Can you figure out corner cases that might fail for this code?

Question

Recently I gave an online coding interview where I was asked the following question -

Largest possible square that can be built by cutting two sticks:
We want to cut sticks so that we achieve 4 sticks of the same length. (there can be leftover pieces).
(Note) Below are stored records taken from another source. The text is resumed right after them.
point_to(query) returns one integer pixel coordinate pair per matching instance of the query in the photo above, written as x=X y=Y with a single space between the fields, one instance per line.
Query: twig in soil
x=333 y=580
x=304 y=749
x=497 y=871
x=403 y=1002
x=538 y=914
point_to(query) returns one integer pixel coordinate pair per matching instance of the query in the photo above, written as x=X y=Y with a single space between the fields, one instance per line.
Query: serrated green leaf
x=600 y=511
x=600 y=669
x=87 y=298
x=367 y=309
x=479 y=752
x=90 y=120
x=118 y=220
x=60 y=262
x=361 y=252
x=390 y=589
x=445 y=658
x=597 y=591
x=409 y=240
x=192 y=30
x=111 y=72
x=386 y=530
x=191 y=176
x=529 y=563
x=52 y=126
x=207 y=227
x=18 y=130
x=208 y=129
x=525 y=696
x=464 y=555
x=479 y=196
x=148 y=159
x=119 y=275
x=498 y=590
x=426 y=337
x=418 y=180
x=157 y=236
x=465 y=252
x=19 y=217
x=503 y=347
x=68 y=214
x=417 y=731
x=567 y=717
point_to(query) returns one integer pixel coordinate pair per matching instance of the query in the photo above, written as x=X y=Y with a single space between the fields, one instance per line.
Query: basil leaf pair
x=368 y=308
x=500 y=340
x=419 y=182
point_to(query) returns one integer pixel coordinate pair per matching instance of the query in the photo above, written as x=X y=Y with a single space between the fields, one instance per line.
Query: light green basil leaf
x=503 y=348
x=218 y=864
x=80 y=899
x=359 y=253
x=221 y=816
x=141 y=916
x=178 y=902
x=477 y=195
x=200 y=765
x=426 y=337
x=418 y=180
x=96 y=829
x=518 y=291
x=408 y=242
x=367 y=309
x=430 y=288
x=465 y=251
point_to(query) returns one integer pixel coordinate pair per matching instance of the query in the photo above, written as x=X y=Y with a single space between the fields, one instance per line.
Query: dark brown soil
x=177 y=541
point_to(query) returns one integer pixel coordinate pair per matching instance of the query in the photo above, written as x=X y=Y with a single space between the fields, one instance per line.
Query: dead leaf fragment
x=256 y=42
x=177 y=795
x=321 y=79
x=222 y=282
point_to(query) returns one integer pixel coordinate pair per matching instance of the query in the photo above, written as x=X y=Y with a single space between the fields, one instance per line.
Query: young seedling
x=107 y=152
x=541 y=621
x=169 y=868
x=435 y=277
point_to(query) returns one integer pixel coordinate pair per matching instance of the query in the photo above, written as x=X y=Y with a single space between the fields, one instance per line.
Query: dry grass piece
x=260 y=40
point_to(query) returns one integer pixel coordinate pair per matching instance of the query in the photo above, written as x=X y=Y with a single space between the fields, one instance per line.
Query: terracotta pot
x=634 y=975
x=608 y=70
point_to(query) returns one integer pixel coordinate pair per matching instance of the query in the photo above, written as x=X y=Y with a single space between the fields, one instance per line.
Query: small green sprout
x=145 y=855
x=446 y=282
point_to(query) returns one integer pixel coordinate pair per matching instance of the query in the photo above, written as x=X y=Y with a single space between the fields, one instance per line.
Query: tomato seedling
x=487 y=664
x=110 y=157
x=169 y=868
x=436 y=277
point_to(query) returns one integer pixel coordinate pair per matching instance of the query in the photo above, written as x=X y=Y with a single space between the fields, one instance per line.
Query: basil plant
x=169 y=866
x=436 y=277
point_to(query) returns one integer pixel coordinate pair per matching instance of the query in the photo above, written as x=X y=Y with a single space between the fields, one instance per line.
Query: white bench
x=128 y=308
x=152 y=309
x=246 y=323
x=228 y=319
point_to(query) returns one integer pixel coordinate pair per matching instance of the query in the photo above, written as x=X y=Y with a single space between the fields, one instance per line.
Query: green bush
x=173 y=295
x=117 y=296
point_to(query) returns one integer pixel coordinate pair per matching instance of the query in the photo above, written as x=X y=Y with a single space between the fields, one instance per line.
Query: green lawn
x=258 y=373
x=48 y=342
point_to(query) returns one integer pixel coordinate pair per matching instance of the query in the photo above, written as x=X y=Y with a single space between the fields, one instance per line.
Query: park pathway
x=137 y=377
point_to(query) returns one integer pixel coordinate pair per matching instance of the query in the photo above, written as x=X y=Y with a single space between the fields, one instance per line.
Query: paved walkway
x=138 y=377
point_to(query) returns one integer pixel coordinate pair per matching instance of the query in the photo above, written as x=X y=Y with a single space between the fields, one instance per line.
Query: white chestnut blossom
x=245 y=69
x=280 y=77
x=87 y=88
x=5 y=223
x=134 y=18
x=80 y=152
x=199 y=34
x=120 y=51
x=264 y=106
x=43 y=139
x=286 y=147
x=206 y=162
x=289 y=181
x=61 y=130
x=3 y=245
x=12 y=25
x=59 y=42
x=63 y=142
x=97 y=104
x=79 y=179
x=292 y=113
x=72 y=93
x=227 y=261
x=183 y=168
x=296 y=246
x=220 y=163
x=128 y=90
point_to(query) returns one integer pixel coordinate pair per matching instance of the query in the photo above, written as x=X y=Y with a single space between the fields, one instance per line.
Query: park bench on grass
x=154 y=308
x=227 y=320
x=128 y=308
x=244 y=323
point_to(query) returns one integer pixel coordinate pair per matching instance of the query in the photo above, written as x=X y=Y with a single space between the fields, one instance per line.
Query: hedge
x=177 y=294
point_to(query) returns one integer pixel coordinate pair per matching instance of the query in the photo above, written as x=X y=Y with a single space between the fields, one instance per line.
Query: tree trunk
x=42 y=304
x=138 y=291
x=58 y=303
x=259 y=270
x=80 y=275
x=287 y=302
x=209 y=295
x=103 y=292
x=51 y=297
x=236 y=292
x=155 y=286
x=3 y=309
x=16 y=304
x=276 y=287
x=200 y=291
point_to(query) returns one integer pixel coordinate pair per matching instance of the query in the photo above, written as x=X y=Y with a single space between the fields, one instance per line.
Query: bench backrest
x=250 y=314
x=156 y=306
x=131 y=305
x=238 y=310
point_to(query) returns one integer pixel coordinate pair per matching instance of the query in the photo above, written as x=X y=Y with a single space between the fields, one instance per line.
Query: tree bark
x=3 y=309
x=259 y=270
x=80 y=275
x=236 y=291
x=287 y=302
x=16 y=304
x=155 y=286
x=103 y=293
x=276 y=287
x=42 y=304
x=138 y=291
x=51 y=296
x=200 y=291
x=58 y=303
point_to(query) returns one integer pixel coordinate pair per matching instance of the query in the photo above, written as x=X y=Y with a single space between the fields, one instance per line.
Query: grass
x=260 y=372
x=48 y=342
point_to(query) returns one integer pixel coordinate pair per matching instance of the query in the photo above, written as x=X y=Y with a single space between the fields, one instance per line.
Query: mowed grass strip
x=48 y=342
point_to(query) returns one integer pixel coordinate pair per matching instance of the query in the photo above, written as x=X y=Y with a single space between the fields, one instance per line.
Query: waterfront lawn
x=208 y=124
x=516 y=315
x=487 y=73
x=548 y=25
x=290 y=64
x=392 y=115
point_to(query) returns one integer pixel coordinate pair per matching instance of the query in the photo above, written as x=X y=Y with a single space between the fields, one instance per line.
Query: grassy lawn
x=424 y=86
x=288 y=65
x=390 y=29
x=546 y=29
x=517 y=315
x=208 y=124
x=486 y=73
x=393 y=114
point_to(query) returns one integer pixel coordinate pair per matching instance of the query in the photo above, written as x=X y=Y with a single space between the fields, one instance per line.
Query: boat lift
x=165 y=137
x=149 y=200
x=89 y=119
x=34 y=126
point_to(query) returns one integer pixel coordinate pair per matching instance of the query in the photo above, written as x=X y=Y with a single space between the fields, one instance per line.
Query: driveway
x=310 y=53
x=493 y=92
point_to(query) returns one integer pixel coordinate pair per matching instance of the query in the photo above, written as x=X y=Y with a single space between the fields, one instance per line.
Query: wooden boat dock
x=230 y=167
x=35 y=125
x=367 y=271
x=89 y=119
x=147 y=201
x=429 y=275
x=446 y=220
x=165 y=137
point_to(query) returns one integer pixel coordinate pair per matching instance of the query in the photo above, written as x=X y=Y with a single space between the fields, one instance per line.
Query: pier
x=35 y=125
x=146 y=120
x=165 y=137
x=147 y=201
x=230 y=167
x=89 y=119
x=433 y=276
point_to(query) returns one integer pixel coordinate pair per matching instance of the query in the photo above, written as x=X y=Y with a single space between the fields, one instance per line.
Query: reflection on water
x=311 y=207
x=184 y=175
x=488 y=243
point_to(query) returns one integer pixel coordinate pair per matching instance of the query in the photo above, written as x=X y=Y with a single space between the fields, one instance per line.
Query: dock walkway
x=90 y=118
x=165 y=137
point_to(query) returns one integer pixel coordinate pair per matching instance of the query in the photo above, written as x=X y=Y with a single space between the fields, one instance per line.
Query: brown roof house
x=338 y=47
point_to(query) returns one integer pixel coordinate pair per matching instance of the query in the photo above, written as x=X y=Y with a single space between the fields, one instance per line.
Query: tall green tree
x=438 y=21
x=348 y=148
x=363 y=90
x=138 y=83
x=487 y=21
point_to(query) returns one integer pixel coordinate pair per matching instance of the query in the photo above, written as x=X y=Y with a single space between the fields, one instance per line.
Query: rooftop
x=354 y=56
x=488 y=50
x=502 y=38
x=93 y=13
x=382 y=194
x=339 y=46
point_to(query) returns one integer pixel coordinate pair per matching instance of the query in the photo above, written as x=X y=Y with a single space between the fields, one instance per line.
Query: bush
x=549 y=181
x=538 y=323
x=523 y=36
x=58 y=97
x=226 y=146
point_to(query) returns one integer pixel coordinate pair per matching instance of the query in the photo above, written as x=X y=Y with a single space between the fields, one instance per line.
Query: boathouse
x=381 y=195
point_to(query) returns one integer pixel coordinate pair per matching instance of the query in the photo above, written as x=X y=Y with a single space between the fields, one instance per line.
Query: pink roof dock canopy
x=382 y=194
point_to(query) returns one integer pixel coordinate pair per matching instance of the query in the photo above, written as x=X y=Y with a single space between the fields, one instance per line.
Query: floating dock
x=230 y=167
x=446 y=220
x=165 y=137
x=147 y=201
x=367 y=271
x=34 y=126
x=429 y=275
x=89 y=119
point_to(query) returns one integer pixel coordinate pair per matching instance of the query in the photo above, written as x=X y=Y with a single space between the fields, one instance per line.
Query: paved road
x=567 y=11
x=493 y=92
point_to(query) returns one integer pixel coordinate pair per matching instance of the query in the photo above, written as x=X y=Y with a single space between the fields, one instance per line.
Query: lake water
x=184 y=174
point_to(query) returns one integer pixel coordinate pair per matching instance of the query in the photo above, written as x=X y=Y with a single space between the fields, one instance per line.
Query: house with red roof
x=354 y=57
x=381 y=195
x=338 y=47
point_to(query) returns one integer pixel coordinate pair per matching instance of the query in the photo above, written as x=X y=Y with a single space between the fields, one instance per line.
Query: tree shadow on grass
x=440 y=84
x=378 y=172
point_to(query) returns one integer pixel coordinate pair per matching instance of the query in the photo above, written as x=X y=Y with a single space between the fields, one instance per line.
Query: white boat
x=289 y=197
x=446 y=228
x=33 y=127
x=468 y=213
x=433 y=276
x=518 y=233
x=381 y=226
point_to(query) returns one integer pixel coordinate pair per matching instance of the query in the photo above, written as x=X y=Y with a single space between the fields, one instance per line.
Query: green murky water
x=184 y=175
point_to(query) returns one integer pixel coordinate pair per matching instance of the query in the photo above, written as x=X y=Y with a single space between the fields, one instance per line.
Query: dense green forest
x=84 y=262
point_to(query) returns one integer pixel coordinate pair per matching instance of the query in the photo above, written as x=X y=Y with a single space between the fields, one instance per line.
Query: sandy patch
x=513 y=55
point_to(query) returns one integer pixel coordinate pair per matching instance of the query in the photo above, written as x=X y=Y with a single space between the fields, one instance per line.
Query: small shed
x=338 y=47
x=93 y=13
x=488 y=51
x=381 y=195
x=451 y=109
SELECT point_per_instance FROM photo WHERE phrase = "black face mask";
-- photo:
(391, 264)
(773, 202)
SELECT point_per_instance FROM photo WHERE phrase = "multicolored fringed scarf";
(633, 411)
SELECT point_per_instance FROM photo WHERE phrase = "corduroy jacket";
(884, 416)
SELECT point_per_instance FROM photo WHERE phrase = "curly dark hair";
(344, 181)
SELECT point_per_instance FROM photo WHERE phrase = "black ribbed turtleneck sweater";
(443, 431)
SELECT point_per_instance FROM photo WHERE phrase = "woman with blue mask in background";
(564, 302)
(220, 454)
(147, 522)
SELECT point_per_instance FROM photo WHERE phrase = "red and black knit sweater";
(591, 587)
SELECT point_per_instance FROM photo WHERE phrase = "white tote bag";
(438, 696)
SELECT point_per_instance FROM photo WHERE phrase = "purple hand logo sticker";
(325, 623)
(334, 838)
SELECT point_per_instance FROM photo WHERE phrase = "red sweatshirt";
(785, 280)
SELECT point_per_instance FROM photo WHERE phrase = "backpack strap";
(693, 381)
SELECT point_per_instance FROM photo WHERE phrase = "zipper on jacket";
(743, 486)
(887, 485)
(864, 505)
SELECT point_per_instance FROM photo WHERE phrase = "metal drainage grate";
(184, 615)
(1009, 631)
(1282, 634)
What is the longest square side that we can achieve?

use this function def square(A, B) Input: two integers A, B Output: Return the side length of the largest square that we can have, if not possible function should return 0.

ex1: Input: A = 13, B = 11 Output: function will return 5 because we can cut two sticks of length 5 from each of the given sticks.

ex2: Input: Given A = 10, B = 21 Output: the function will return 7 because we can split the second stick B into three sticks of length 7 and shorten the first stick A by 3.

ex3: Input: Given A = 2, B = 1 Output: the function will return 0 as it is not possible to make any square from the sticks provided

ex4: Input: Given A = 1, B = 8 Output: the function will return 2 because we can cut stick B into 4 parts

I was not able to solve it during the test but came up with solution later. I want to verify if my solution is correct and if I have considered all corner cases. Here is my solution in JavaScript -

console.log('Max Square Side');
    function square(A,B) {

        let sum = A+B;
        let long = Math.max(A,B);
        let short = Math.min(A,B);

        if (sum < 4) {
            return 0;
        }

        while(sum%4 != 0) {
            sum--
        }

        let max = sum/4;

        while (max != 0) {

            if( max * 4 <= long) {
                return max;
            }

            if( max * 3 <= long && max <= short ) {
                return max;
            }

            if( max * 2 <= long && max * 2 <= short ) {
                return max;
            }

            max--;
        }

        return 0;
    }

    console.log(square(2,1));   // Output 0
    console.log(square(2,2));   // Output 1
    console.log(square(2,12));  // Output 3
    console.log(square(8,1));   // Output 2
    console.log(square(13,11)); // Output 5
    console.log(square(10,21)); // Output 7

Answer 1

Your solution is correct, but you can avoid the loops.

When a is less than b, there are essentially three solutions to compare:

1. Only use parts from b. The size is one quarter of b
2. Use three parts from b and one from a
3. Use two from each. The size is a half of a

In the second case, you need to see whether b/3 is greater than a, in which case the size to use is a, otherwise you can use b/3.

Code:

function square(a, b) {
    if (a > b) [a, b] = [b, a]; // swap to simplify the formulas below
    return Math.max( // Take best option:
        // Option: Take all 4 parts from b
        b >> 2, // integer division by 4
        // Option: Take 3 parts from b, 1 from a
        Math.min(a, Math.floor(b / 3)),
        // Option: Take 2 parts from a, 2 from b
        a >> 1
    );
}

console.log(square(2,1));   // Output 0
console.log(square(2,2));   // Output 1
console.log(square(2,12));  // Output 3
console.log(square(8,1));   // Output 2
console.log(square(13,11)); // Output 5
console.log(square(10,21)); // Output 7

Answer 2

Your answer is correct. An alternative I've created will allow for any amount of sides, and any amount of sticks:

function shape(sides, sticks) {
  
  for(let s = Math.floor((sticks.reduce((a,b)=>{return a+b}))/sides); s > 0; s--){
    
    if( sticks.map(a=>{return Math.floor(a/s)}).reduce((a,b)=>{return a+b}) >= sides){
      
      return s;
      
    }
    
  }
  
  return 0;
  
}

console.log(shape(4, [10, 2]));
console.log(shape(4, [10, 2, 4, 1, 9]));
console.log(shape(3, [20, 9]));
console.log(shape(5, [5]));
console.log(shape(10, [10, 2, 40, 6, 17]));
console.log(shape(4, [10, 3]));

If it looks scary, I'll break it down:

Sticks is an array, so you can use sticks.reduce() to add up all the stick values, dividing that by the amount of sides gets us the absolute maximum length of each stick in the shape. But just using that function would allow for something like this: sides = 4, sticks = [10, 2] and the output would incorrectly be 4.

So instead we loop through all the potential stick lengths, starting from the max value (which we calculated at the start). We can apply the function a => { return Math.floor(a/s) } to all the sticks values with sticks.map() which allows us to have all the sticks be divided into the length we're iterating through. Then adding them all up will give us the amount of sides we can make with the stick length s. If that value is more than or equal to the sides we want, return the value we are iterating over. Otherwise try the next stick length (-1).

If s gets to zero, we just return 0.